Add another name to the list of people reporting health effects when they spend time near the Shirley Wind Farm: Former Brown County Health Director Chua Xiong.
“The times I have been out there by the Wind Turbines, l get such migraine headaches,” Xiong wrote to Health Department intern Carolyn Harvey on Nov. 21. “I think I should take some preventative Tylenol before I head out there.”
The statement came in an email released by the county after an Open Records request by Brown County Citizens for Responsible Wind Energy. The group, which alleges that low-frequency sound from the turbines has made some area residents suffer sleep disturbances and vertigo, says Xiong’s email is evidence of the county “digging a deeper and deeper hole for itself” on the wind issue.
In a statement, the group likened concerns about potential wind-related health problems to worries about lead poisoning in another Midwestern city.
“Brown County does not need Shirley Wind to become its Flint, Michigan,” spokesman Steve Deslauriers said Sunday evening.
Xiong resigned from the department this month to take another job, County Executive Troy Streckenbach said. Her last day of work was Friday. She could not be reached Sunday night.
Streckenbach said Xiong told him Friday she believes the migraines were “due to the stress of making the decision. She put a lot of time and effort into her job, taking it very seriously,” he said.
Xiong ruled in December there is insufficient evidence to link the turbines and illnesses. Since then, she has come under fire from professionals who study sound and its effects. County Board of Health Chairman Dr. Jay Tibbetts, a wind-farm opponent, said he has been contacted by several acousticians who disagree with Xiong’s ruling.
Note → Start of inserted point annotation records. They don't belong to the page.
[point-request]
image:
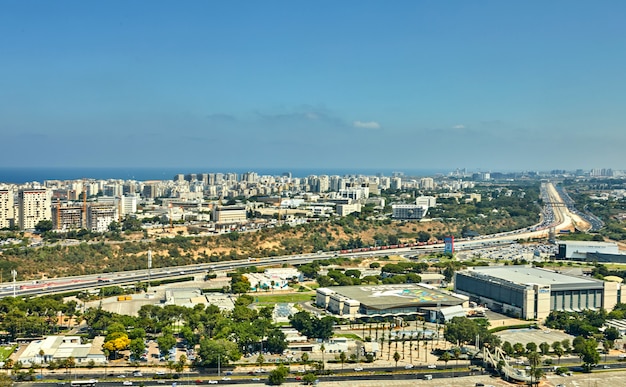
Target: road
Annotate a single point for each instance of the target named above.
(558, 217)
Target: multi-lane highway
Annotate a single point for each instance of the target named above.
(556, 216)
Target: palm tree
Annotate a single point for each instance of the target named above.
(445, 357)
(534, 359)
(342, 358)
(411, 348)
(41, 355)
(456, 352)
(419, 335)
(260, 359)
(305, 359)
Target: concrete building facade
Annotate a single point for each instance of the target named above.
(408, 211)
(7, 217)
(532, 293)
(34, 206)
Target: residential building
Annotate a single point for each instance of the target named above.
(408, 211)
(34, 206)
(7, 217)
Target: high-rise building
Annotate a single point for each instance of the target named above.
(34, 206)
(427, 183)
(7, 217)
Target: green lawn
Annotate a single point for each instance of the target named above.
(284, 298)
(349, 336)
(5, 353)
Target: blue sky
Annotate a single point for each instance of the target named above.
(483, 85)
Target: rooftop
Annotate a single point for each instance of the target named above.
(397, 295)
(531, 275)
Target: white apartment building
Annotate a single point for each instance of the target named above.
(408, 211)
(347, 209)
(7, 217)
(229, 214)
(34, 206)
(428, 201)
(427, 183)
(99, 217)
(128, 205)
(396, 183)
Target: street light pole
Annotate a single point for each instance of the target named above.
(14, 274)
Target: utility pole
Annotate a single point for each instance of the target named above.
(14, 274)
(149, 268)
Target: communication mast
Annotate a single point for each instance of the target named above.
(84, 217)
(58, 213)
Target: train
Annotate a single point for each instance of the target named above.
(46, 285)
(386, 247)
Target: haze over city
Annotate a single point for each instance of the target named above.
(484, 85)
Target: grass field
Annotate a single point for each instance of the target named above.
(5, 352)
(282, 298)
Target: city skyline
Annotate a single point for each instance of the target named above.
(283, 85)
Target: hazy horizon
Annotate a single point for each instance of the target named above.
(364, 85)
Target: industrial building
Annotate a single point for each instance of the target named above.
(532, 293)
(385, 300)
(229, 214)
(408, 211)
(589, 251)
(60, 348)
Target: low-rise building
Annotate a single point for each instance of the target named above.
(59, 348)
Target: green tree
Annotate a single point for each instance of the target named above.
(507, 347)
(44, 225)
(518, 348)
(534, 359)
(137, 347)
(531, 347)
(308, 378)
(305, 359)
(166, 342)
(558, 350)
(342, 358)
(588, 353)
(445, 357)
(260, 360)
(396, 358)
(212, 350)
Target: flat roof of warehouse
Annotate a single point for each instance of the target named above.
(532, 275)
(397, 295)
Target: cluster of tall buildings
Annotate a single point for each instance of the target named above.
(94, 204)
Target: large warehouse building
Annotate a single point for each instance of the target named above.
(532, 293)
(578, 250)
(589, 251)
(386, 300)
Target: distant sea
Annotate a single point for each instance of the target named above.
(25, 175)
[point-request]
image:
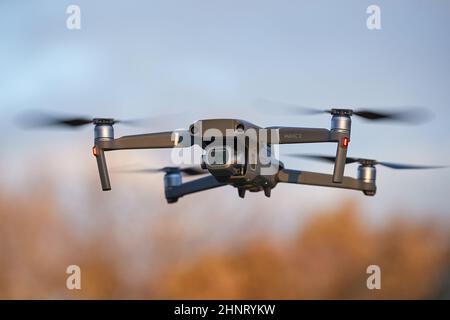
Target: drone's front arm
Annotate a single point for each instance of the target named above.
(157, 140)
(325, 180)
(341, 136)
(173, 192)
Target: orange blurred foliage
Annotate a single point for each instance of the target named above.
(327, 259)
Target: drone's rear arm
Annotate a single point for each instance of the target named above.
(142, 141)
(324, 180)
(176, 191)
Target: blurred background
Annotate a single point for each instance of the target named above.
(211, 59)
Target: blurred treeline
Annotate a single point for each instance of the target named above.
(326, 258)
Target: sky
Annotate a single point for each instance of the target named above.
(214, 59)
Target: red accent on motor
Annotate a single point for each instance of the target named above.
(345, 142)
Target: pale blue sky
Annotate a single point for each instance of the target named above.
(216, 58)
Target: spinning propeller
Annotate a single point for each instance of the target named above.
(405, 114)
(41, 119)
(366, 162)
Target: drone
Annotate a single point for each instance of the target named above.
(241, 154)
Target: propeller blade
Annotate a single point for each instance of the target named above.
(330, 159)
(405, 114)
(42, 119)
(409, 115)
(39, 119)
(408, 166)
(189, 171)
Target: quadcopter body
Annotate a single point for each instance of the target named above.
(243, 155)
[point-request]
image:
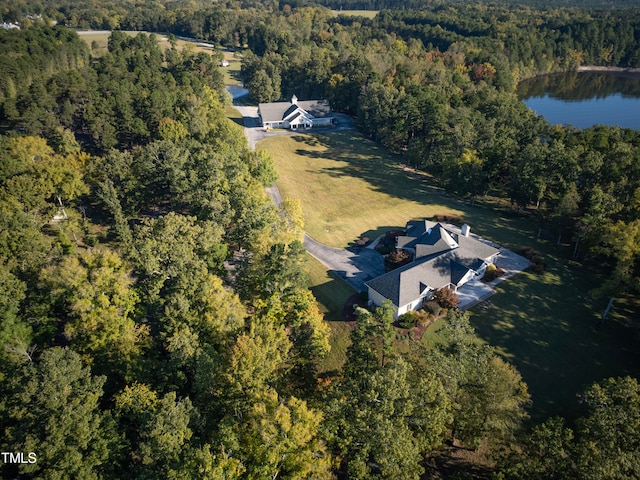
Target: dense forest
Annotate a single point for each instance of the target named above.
(153, 318)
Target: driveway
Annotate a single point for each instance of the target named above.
(354, 265)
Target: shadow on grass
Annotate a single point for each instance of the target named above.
(363, 159)
(546, 325)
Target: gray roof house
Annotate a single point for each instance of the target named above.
(296, 114)
(442, 259)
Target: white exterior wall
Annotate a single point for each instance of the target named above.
(375, 297)
(318, 122)
(415, 305)
(468, 276)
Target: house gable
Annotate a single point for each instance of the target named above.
(443, 258)
(308, 113)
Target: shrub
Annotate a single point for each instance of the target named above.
(422, 318)
(492, 272)
(446, 298)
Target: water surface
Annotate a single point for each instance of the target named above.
(584, 99)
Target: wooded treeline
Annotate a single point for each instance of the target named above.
(444, 100)
(154, 320)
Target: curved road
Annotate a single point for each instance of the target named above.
(355, 265)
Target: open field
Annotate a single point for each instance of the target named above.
(546, 325)
(331, 294)
(356, 13)
(348, 186)
(330, 291)
(101, 37)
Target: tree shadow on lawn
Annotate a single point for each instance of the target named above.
(363, 159)
(544, 324)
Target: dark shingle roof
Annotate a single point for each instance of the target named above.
(278, 111)
(443, 257)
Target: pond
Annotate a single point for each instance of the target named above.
(584, 99)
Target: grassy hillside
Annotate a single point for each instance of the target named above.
(545, 324)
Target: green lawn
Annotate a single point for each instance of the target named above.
(348, 186)
(330, 291)
(544, 324)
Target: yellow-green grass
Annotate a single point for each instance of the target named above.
(339, 339)
(546, 325)
(356, 13)
(348, 186)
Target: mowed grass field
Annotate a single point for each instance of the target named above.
(546, 325)
(356, 13)
(348, 186)
(231, 74)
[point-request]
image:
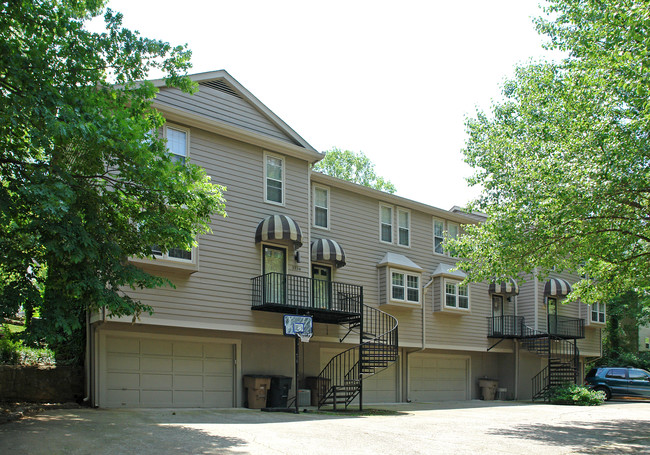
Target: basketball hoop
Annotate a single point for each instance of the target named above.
(304, 337)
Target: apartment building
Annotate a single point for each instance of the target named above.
(392, 321)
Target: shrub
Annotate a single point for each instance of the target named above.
(576, 394)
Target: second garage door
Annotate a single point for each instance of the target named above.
(164, 372)
(438, 378)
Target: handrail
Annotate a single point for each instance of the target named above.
(293, 291)
(343, 375)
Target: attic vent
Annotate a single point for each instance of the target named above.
(221, 86)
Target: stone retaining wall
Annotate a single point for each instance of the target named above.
(41, 384)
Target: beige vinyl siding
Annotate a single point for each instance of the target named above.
(217, 105)
(355, 226)
(220, 292)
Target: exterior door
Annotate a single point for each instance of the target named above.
(497, 314)
(274, 269)
(322, 288)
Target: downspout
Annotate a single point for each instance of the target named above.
(536, 281)
(424, 339)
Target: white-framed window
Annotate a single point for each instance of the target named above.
(273, 179)
(598, 311)
(405, 287)
(443, 230)
(174, 254)
(321, 207)
(385, 223)
(403, 227)
(456, 295)
(178, 139)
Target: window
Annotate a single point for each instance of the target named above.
(321, 207)
(386, 223)
(177, 143)
(172, 253)
(441, 230)
(456, 295)
(405, 287)
(403, 227)
(274, 176)
(598, 313)
(438, 236)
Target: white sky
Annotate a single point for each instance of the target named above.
(394, 80)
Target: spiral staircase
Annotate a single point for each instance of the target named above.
(341, 381)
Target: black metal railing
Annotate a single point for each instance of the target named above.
(341, 380)
(299, 292)
(505, 326)
(566, 327)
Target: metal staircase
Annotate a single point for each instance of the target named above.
(563, 361)
(341, 381)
Tibbetts acknowledged that Xiong was known to suffer migraines in the past, and that multiple external factors can bring the headaches on. Still, he said, Xiong’s comments seem to bolster the case of people who believe the turbines make them ill.
“That email,” he said, “is as close to a smoking gun as we can get at this point.”
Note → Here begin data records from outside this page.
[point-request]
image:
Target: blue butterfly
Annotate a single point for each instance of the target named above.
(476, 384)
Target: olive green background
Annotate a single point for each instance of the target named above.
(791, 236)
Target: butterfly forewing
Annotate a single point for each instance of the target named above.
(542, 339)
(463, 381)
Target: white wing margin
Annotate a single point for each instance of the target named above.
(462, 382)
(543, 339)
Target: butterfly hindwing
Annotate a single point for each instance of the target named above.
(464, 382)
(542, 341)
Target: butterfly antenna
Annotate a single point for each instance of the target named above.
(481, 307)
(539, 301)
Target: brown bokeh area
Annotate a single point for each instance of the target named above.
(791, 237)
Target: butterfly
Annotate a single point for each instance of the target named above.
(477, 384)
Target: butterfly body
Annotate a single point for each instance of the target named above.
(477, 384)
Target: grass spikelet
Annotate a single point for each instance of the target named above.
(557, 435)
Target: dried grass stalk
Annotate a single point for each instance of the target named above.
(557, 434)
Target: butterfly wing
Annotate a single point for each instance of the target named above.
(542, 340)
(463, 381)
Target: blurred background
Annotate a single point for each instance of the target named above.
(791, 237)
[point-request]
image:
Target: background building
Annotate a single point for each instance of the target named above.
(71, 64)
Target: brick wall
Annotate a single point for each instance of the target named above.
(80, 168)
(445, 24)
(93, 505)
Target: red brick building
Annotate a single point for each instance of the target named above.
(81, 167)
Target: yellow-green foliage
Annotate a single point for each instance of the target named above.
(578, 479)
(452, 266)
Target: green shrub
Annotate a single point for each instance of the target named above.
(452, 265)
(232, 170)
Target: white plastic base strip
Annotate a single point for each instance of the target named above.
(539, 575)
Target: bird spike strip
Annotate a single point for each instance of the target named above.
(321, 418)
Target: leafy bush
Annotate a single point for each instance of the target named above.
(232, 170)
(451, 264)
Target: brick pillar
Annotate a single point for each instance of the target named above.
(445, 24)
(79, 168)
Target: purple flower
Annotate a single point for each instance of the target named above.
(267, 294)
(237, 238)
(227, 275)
Robert Rand, a Colorado acoustics consultant who has studied Shirley, filed a statement of “professional caution” with the Institute of Noise Control Engineering, a nonprofit that promotes noise-control solutions. He said he notified Xiong that he personally experienced health effects when visiting Shirley, but that she elected to disregard the enforcement powers authorized to her department.”
“I must warn the board that the choice of inaction appears certain to worsen, not lessen, the health impacts being reported in the vicinity of the Shirley Wind Facility,” he wrote in a letter obtained by USA Today Network-Wisconsin. “In my line of work, there is no excuse for harming neighbors; most certainly no excuse available to a health officer who should be held to an even higher standard of conduct.”
Duke Energy Renewables, which operates the site, has said repeatedly sounds produced by the turbines cannot be linked to health problems. North Carolina-based Duke, which operates more than 1,000 turbines around the country, purchased Shirley Wind in 2011.